Team: Isabel Rivas, Javier Ureña
Area: 106 m2
THE UK population is projected to increase by 9.7 million over the next 25 years requiring about 250,000 homes to be built every year to prevent spiralling prices. These new homes will need to be affordable, easy to build and adaptable to very different plot layouts. Over the past decade , living habits have changed thanks to mobile phones, tablets, and laptops – leisure activities have decentralised. The centre of entertainment is no longer the living-room TV and work is sometimes carried out from home through an internet connection. In this new context, the concept of privacy and the interaction with other members of the family varies greatly according to the age and profession and the cultural background of the members of the family. The house of the 20th century no longer satisfies this need for flexibility.
To design a flexible and adaptable house for the future we have looked into the very distant past and searched for the essentials of living in community. The most basic form of human settlement consists of a small group of people building a shelter around a fire with no spacial hierarchies. This layout is the most simple , flexible and effective. Different activities can be carried out anywhere around this central core -there is no specialization of the layout.

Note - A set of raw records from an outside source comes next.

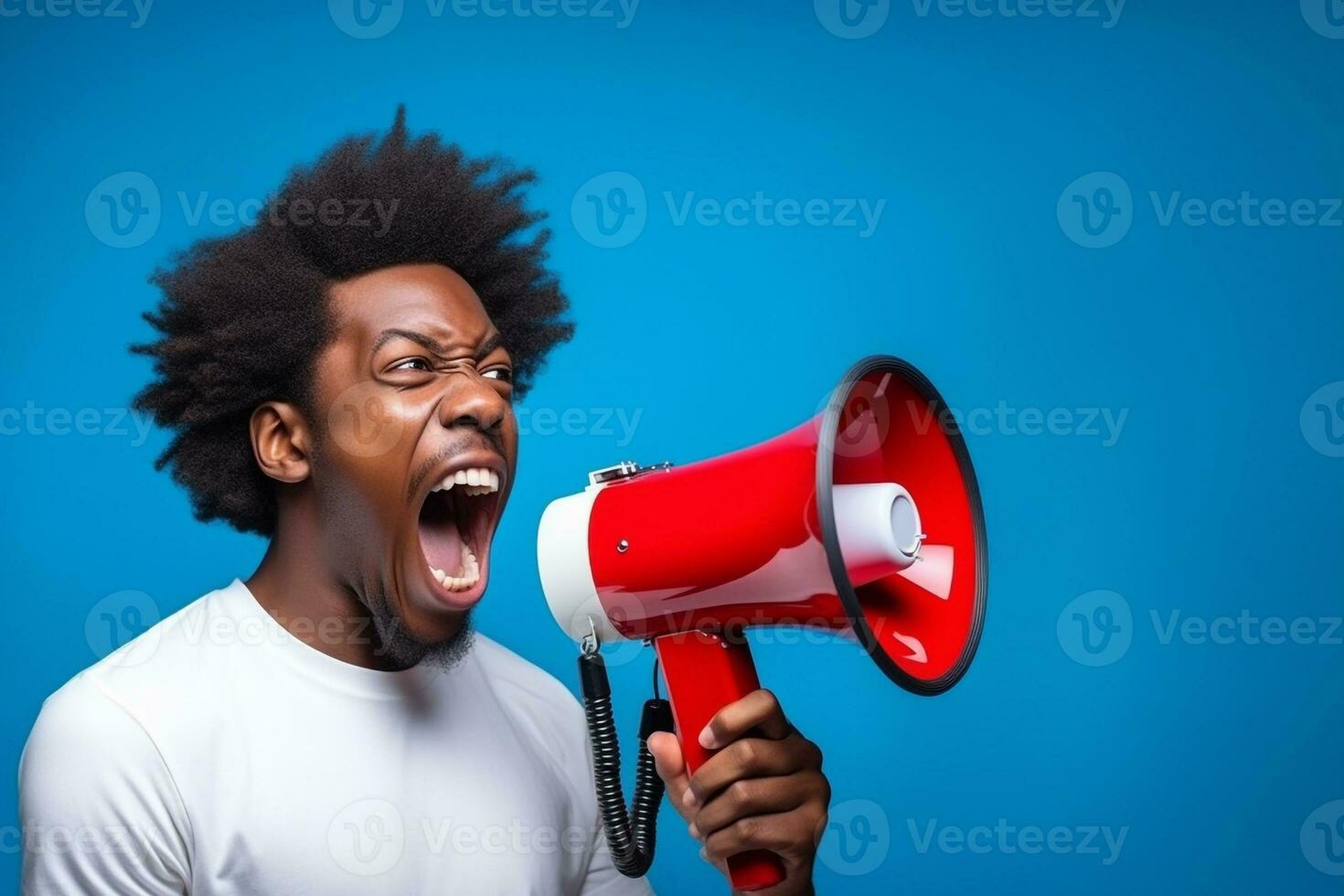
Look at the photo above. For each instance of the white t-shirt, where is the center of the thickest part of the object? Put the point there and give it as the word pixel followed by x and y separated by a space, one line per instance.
pixel 218 753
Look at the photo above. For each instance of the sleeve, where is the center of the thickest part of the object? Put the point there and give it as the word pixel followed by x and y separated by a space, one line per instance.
pixel 100 810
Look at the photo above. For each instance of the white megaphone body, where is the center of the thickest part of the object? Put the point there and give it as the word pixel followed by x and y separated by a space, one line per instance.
pixel 864 520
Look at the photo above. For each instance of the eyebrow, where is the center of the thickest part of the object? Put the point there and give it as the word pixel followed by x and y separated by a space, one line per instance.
pixel 488 346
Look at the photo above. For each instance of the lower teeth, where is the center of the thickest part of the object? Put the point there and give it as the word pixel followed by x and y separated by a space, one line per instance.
pixel 469 572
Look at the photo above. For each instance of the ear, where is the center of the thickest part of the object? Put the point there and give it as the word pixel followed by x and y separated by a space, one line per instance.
pixel 281 443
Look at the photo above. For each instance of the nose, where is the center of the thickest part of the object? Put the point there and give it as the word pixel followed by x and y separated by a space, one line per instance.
pixel 472 402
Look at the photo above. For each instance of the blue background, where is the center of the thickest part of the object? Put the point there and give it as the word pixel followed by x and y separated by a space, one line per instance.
pixel 1215 497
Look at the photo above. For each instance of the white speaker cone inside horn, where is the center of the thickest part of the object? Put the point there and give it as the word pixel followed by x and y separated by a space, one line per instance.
pixel 878 528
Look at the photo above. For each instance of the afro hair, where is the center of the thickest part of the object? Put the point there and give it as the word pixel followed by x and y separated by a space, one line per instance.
pixel 242 317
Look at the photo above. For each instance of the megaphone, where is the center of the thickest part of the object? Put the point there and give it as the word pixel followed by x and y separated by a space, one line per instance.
pixel 866 521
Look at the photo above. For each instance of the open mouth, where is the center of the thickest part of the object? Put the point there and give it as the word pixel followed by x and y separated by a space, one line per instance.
pixel 454 527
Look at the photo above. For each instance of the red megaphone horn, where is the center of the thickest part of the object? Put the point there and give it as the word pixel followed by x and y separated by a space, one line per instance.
pixel 864 520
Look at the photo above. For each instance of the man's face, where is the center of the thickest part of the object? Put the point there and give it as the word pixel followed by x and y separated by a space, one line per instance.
pixel 415 445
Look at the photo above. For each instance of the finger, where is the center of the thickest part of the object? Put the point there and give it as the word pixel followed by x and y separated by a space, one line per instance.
pixel 750 758
pixel 758 709
pixel 777 833
pixel 754 797
pixel 669 764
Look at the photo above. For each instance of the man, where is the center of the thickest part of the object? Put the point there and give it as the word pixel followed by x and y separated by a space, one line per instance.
pixel 339 378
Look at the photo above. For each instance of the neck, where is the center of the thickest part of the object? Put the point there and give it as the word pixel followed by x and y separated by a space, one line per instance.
pixel 297 589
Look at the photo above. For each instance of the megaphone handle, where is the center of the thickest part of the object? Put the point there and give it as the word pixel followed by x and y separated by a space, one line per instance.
pixel 705 673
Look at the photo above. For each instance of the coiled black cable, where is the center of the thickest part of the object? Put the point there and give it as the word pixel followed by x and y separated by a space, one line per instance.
pixel 629 832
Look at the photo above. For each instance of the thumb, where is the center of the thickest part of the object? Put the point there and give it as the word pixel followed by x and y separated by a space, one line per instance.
pixel 671 766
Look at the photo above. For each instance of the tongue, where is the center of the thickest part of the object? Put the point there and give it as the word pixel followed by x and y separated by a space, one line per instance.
pixel 443 543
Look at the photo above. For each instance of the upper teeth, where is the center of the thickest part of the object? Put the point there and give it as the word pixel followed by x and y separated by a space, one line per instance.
pixel 475 480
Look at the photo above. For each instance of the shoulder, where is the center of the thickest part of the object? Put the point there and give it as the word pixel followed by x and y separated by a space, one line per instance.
pixel 116 706
pixel 93 773
pixel 535 700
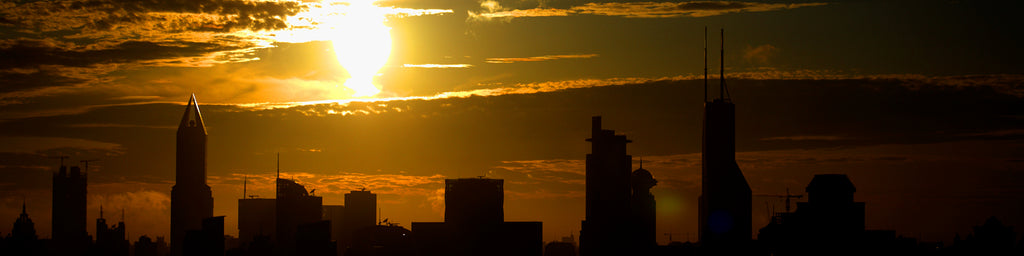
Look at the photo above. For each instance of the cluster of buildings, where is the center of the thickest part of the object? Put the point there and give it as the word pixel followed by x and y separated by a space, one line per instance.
pixel 620 214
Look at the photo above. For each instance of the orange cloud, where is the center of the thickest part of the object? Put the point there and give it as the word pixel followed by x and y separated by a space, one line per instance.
pixel 536 58
pixel 636 9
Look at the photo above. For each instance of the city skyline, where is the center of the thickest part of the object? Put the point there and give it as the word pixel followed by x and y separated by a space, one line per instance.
pixel 932 143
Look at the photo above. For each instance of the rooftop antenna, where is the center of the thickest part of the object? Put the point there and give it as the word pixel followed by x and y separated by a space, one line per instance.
pixel 722 69
pixel 87 164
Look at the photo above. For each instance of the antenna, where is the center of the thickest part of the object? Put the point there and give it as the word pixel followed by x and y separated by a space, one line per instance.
pixel 87 164
pixel 722 69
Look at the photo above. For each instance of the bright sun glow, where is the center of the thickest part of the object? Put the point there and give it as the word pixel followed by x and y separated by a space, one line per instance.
pixel 363 45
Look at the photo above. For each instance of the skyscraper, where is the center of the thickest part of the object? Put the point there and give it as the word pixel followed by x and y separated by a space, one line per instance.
pixel 360 212
pixel 644 212
pixel 725 197
pixel 192 201
pixel 606 227
pixel 295 207
pixel 69 210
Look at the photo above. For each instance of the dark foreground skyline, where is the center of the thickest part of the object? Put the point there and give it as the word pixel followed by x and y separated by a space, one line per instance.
pixel 923 114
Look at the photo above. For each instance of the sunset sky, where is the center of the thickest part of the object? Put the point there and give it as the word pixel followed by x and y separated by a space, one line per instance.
pixel 920 102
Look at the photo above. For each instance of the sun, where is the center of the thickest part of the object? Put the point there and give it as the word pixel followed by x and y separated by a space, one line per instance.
pixel 363 45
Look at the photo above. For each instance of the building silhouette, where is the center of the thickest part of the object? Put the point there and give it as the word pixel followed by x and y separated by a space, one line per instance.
pixel 208 241
pixel 724 214
pixel 644 237
pixel 69 209
pixel 294 207
pixel 606 226
pixel 829 223
pixel 382 241
pixel 23 239
pixel 472 227
pixel 192 201
pixel 146 247
pixel 110 240
pixel 256 218
pixel 360 211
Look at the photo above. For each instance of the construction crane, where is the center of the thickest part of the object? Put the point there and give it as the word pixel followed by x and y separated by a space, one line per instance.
pixel 61 157
pixel 787 196
pixel 670 236
pixel 86 162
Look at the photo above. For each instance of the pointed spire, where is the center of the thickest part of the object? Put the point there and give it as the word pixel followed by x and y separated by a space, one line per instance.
pixel 193 117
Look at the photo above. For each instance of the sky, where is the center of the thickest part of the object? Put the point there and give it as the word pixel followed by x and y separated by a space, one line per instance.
pixel 920 102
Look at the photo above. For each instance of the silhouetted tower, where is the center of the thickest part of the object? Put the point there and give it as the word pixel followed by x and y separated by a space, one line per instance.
pixel 111 240
pixel 725 197
pixel 192 201
pixel 23 240
pixel 606 227
pixel 360 211
pixel 474 201
pixel 69 211
pixel 295 207
pixel 644 215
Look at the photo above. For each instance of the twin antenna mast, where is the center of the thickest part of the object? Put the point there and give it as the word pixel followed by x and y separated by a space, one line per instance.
pixel 723 91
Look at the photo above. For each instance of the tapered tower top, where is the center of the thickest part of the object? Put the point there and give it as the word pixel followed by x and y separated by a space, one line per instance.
pixel 193 118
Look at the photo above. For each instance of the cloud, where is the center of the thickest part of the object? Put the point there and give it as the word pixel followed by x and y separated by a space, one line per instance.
pixel 38 144
pixel 492 9
pixel 437 66
pixel 761 54
pixel 806 137
pixel 537 58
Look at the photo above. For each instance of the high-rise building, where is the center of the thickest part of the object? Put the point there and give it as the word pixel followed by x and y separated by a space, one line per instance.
pixel 644 212
pixel 474 201
pixel 474 223
pixel 360 211
pixel 606 226
pixel 192 200
pixel 295 207
pixel 725 197
pixel 336 214
pixel 69 211
pixel 256 218
pixel 111 240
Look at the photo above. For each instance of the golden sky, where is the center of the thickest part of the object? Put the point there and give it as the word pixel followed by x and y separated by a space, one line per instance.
pixel 919 101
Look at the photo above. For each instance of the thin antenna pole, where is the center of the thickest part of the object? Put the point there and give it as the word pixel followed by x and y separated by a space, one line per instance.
pixel 722 69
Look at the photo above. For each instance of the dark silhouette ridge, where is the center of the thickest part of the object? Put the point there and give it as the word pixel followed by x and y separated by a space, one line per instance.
pixel 473 227
pixel 295 207
pixel 69 210
pixel 644 212
pixel 605 229
pixel 110 240
pixel 724 214
pixel 192 200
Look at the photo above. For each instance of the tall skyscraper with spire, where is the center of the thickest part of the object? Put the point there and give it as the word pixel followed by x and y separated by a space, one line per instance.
pixel 192 200
pixel 725 197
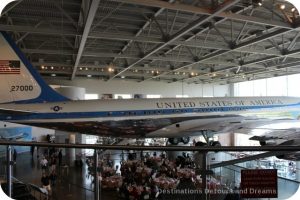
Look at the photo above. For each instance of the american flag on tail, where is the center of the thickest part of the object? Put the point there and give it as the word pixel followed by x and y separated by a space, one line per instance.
pixel 10 67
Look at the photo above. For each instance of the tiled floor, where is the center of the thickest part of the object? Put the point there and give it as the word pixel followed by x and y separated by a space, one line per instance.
pixel 72 186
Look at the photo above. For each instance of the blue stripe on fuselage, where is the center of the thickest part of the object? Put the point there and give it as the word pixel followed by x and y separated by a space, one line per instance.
pixel 126 113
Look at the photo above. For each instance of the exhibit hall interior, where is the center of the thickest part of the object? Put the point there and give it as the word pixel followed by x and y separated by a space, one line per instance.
pixel 149 99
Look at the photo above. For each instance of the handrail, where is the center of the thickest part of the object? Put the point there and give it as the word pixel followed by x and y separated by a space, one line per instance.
pixel 204 149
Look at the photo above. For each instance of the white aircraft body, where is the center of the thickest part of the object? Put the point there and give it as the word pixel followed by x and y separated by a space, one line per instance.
pixel 27 99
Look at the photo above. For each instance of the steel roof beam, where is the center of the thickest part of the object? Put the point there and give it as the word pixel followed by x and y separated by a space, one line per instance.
pixel 185 30
pixel 90 18
pixel 237 47
pixel 143 28
pixel 128 56
pixel 203 11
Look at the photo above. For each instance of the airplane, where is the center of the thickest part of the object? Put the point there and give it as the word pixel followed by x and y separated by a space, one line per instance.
pixel 27 99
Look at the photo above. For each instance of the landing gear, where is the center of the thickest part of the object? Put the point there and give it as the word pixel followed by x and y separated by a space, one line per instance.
pixel 176 141
pixel 262 143
pixel 185 140
pixel 207 136
pixel 215 143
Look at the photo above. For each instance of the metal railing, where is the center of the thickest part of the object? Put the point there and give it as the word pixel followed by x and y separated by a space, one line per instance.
pixel 204 150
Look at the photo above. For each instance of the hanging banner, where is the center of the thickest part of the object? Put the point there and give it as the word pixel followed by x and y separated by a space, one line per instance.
pixel 259 183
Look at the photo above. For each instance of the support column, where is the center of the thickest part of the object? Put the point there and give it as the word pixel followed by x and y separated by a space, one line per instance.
pixel 297 170
pixel 72 154
pixel 96 178
pixel 204 174
pixel 9 170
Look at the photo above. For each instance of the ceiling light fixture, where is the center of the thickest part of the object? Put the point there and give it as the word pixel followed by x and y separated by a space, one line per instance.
pixel 296 3
pixel 257 2
pixel 282 7
pixel 3 4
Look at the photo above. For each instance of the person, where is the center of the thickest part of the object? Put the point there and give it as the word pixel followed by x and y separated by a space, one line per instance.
pixel 45 182
pixel 53 177
pixel 32 150
pixel 53 164
pixel 15 155
pixel 59 157
pixel 44 163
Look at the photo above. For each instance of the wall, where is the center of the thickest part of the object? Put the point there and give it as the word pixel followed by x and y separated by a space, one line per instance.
pixel 276 86
pixel 38 133
pixel 94 86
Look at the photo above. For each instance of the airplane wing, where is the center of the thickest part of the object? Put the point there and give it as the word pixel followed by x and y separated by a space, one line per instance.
pixel 4 111
pixel 261 129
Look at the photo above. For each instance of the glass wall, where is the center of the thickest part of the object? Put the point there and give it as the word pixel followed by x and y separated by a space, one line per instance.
pixel 276 86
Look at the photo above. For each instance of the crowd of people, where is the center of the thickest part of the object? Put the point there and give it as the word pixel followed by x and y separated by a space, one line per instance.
pixel 143 178
pixel 49 160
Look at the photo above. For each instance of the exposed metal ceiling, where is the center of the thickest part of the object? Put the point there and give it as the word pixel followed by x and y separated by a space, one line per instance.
pixel 195 41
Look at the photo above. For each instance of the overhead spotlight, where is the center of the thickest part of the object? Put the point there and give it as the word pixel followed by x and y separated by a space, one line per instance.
pixel 257 2
pixel 282 7
pixel 111 69
pixel 4 3
pixel 296 3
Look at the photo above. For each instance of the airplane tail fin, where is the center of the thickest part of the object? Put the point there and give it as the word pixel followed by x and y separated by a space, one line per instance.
pixel 19 81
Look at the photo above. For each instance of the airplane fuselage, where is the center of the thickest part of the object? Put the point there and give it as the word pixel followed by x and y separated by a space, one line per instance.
pixel 140 117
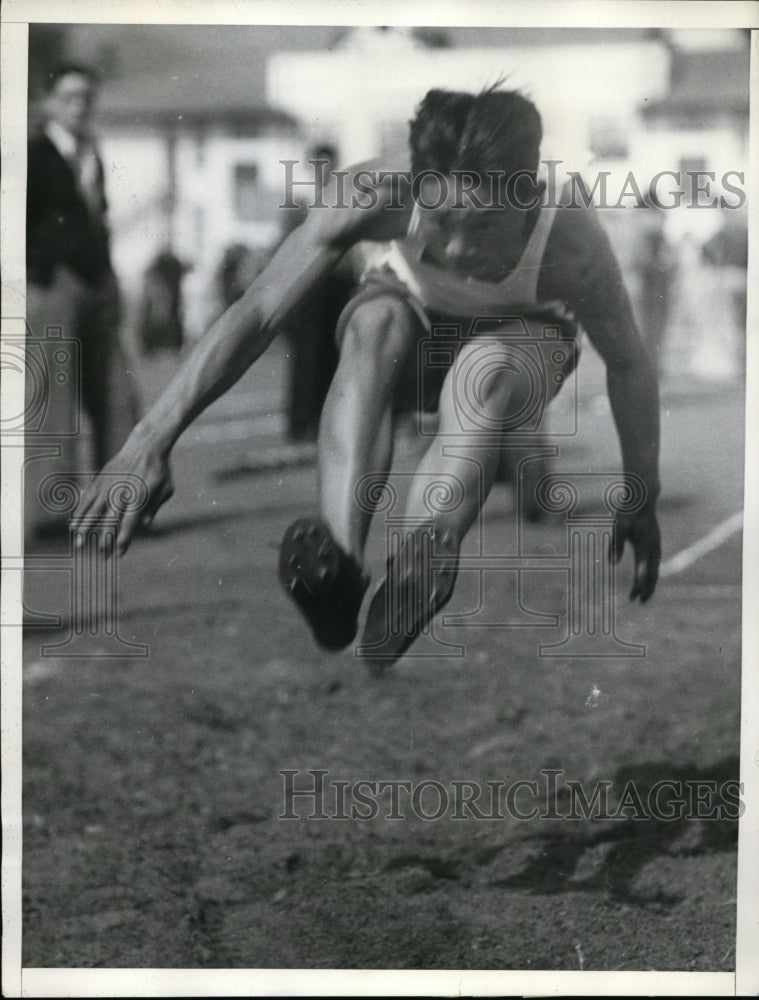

This concept, adapted to meet present living standards and fitting a more constrained plot, will still keep its elemental values.
The Core House concentrates all house utilities in a central nucleus, which includes a kitchen space, ground floor toilet, storage and circulation space. Spaces around the core have no hierarchy as both have the same access to the kitchen, the stairs and the ground floor toilet. These generous, multi-purpose spaces which have been named 'Flexi-rooms', can be used in different ways depending on the needs of the family.
This ground floor layout is open plan as the kitchen is open to both Flexi-rooms, but either of them can be easily closed off when greater privacy is demanded. The storage cupboard in the utility box has the minimum dimensions to host a future platform lift for elderly residents as 1 in 12 people will be over 80 by 2039.